BNG-Support: erbärmlich

Jedenfalls dachten die aktiven Gladbach-Fans, sie hätten leichtes Spiel damit, die Lufthoheit im Stall zu übernehmen. Aber, wie so oft bei BMG: They’re only singing, when they’re winning. Schon nach dem 1:0 in der 6. Minute brach die Stümmung im Nordosten zusammen. Nein, man feuerte die Mannschaft nicht mehr wirklich an, sondern erging sich in Beschimpfungen der Fortuna. Und nach dem 3:0 ging dann gar nichts mehr im Gästeblock, und selten stimmte der Ruf „Ihr seid leiser als Fortuna Köln“ mehr. Dass die Atmosphäre auf rotweißer Seite dagegen grandios war, dafür trugen die Ultras mit einer mächtigen Choreo, DJ Opa mit einem exzellent passenden Musikprogramm, die Freunde im 160er, die immer wieder etwas anstümmten, was in die darunter liegenden Blöcke schwappte, Kapo Marvin, der sich Schlafwagenlieder verkniff und wirklich passgenau die richtigen Dinger lostrat, auf die jeder einsteigen konnte, sowie die vielen Tausend euphorischen Menschen auf den Sitzplätzen bei, die immer wieder stehend mitsangen und klatschten. Düsseldorf war für 90 Minuten united.

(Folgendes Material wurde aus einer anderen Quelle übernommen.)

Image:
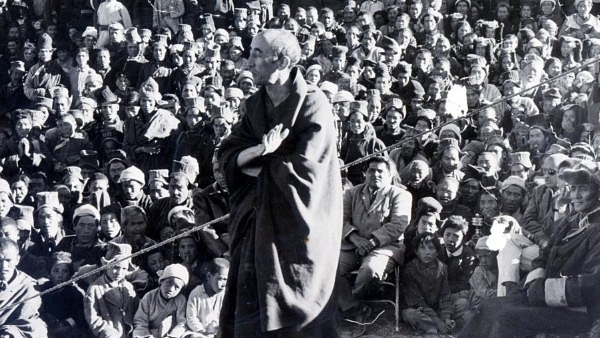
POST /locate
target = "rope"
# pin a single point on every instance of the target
(503, 98)
(104, 267)
(222, 218)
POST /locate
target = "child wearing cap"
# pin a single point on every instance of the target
(484, 280)
(162, 311)
(18, 305)
(110, 301)
(62, 310)
(205, 302)
(426, 290)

Und das eben nicht nur rund um diese drei göttlichen Tore, die der gladbachischen Arroganz das Genick brachen, sondern auch während der ersten 30 Minuten der zweiten Halbzeit, die einfach unglaublich langweilig waren. Nehmen wir die fälschlicherweise immer noch „Fohlen“ genannte Truppe ein bisschen in Schutz, denn Teams voller individueller Klasse werden immer Schwierigkeiten haben, einen solchen Rückstand aufzuholen. Dass aber weder der Mannschaft, noch dem Trainer auch nur ansatzweise etwas einfiel, diese schmähliche Niederlage zu verhindern, ist erbärmlich. Und das passt zur diesem Verein.